A partir deste exercício de compreender o sentido das coisas, que vão revelando certas contradições, temos o subtítulo do livro: Narrado aos jovens por Frei Pacífico, o rei dos versos. Frei Pacífico, o narrador desta obra, era, antes de sua conversão, um trovador, um poeta de elevado escalão, acima dos menestréis e dos bobos. Ficou conhecido como “rei dos versos”. Ao ingressar na vida religiosa, quando é chamado a deixar tudo que o mundo oferece, vemos que Deus se utilizou de seu talento com os versos. “A história de Frei Pacífico nos permite tocar em um ponto nevrálgico”, diz o cardeal. “A sua conversão a Deus não o obrigou a renegar o seu talento musical, mas deu a este um novo horizonte e um outro conteúdo”.

Para além dos títulos, vamos ao enredo, que entrelaça a vida e os ensinamentos de São Francisco com a conversão de um dos seus contemporâneos, o jovem Guilherme de Lasciano, o Frei Pacífico, narrador da obra. Além de sua conversão, que o despojou da carreira de trovador, reconhecido rei dos versos, e o fez um bobo de Deus, Frei Pacífico também fala sobre alegria, amor, amizade, pureza, cuidado com a criação, e sobre a vida nova no poder do Espírito Santo. Confira alguns trechos:

“É a alegria a ter a última palavra, não o sofrimento. Uma alegria aberta à eternidade, mas que começa já nesta vida”.

“Aquilo que impressiona em Francisco - e que constitui um único na história da espiritualidade cristã - é a sua capacidade de encantar-se diante das coisas. É como se o mundo fosse criado naquele momento e ele fosse o primeiro a observá-lo, no lugar de Adão. Olha as criaturas com os olhos arregalados de uma criança que abre seu novo brinquedo, ou observa pela primeira vez, com o nariz grudado na janela, a neve que cai. A comparação com Francisco nos faz entender quanto nós, modernos, nos tornamos ‘desencantados’, incapazes de maravilhar-nos”. 
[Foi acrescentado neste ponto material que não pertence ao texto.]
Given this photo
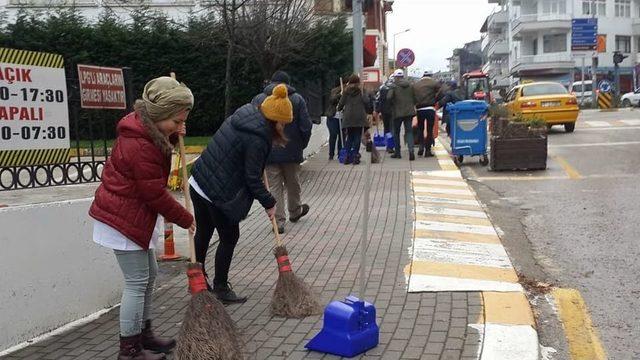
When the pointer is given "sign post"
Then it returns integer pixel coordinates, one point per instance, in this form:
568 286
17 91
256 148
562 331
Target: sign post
405 58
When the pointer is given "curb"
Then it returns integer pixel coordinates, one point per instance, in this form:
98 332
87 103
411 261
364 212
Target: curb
457 248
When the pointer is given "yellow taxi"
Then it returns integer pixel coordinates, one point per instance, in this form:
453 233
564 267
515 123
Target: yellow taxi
547 100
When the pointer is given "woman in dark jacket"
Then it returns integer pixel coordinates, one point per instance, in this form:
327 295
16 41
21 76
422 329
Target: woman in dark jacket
129 201
229 176
355 105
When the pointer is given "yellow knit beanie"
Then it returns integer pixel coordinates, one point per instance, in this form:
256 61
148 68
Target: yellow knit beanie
277 107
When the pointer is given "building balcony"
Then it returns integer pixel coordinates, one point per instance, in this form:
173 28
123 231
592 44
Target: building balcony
536 22
546 63
497 20
498 48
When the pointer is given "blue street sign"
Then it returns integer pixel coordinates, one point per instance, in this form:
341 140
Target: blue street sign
584 34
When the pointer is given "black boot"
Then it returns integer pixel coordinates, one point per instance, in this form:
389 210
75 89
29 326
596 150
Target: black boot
131 349
151 342
226 295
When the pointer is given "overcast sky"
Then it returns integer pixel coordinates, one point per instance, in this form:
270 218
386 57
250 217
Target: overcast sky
437 27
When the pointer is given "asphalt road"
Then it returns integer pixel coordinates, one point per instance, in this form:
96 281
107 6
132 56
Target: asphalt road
576 225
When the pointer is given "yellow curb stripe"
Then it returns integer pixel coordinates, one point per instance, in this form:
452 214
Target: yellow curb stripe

A partir da narração de Frei Pacífico, o cardeal Cantalamessa faz seus comentários, atualizando a experiência vivida há oito séculos à luz dos desafios na vida de um jovem de hoje.

Mais informações
Mais informações

O que diz o Papa no prefácio:

A carta do Papa Francisco se dirige aos jovens que estão à procura. Mas, de que? De seguranças materiais, realizações pessoais, êxtases? Assim como o Frei Pacífico, que procurava uma vida plena e intensa, o anseio de cada jovem é, diz o Papa, por Jesus. E o Evangelho narra muitos encontros, como ressalta o Pontífice. “O Senhor se deixou encontrar pela insistência da viúva importuna, pela sede de verdade de Nicodemos, pela fé do centurião, pelo grito da viúva de Naim, pelo arrependimento sincero da pecadora, pelo desejo de saúde do leproso, pela saudade da luz do Bartimeu. Cada um destes personagens poderia ter pronunciado com pleno direito as palavras do Salmo 63: "Minha alma está sedenta de vós, e minha carne por vós anseia como a terra árida e sequiosa, sem água”.  Assim, como a semente espera a água, a terra pelo sol, Guilherme de Lasciano (o Frei Pacífico) encontra Francisco e larga tudo para segui-lo. Com Jesus, também é assim, um encontro que muda a vida.

Sobre o Autor:

Cardeal Raniero Cantalamessa, da Ordem dos Frades Menores Capuchinhos, nasceu em Colli del Tronto (Itália) em 1934. Sacerdote desde 1958, formou-se em Teologia em Friburgo (Suíça) e em Letras Clássicas em Milão. Foi catedrático de História das origens cristãs e diretor do departamento de ciências religiosas da Universidade do Sagrado Coração de Jesus de Milão, foi membro da Comissão teológica internacional e da Delegação católica para o diálogo com as Igrejas pentecostais. Atualmente, é pregador da Casa Pontifícia.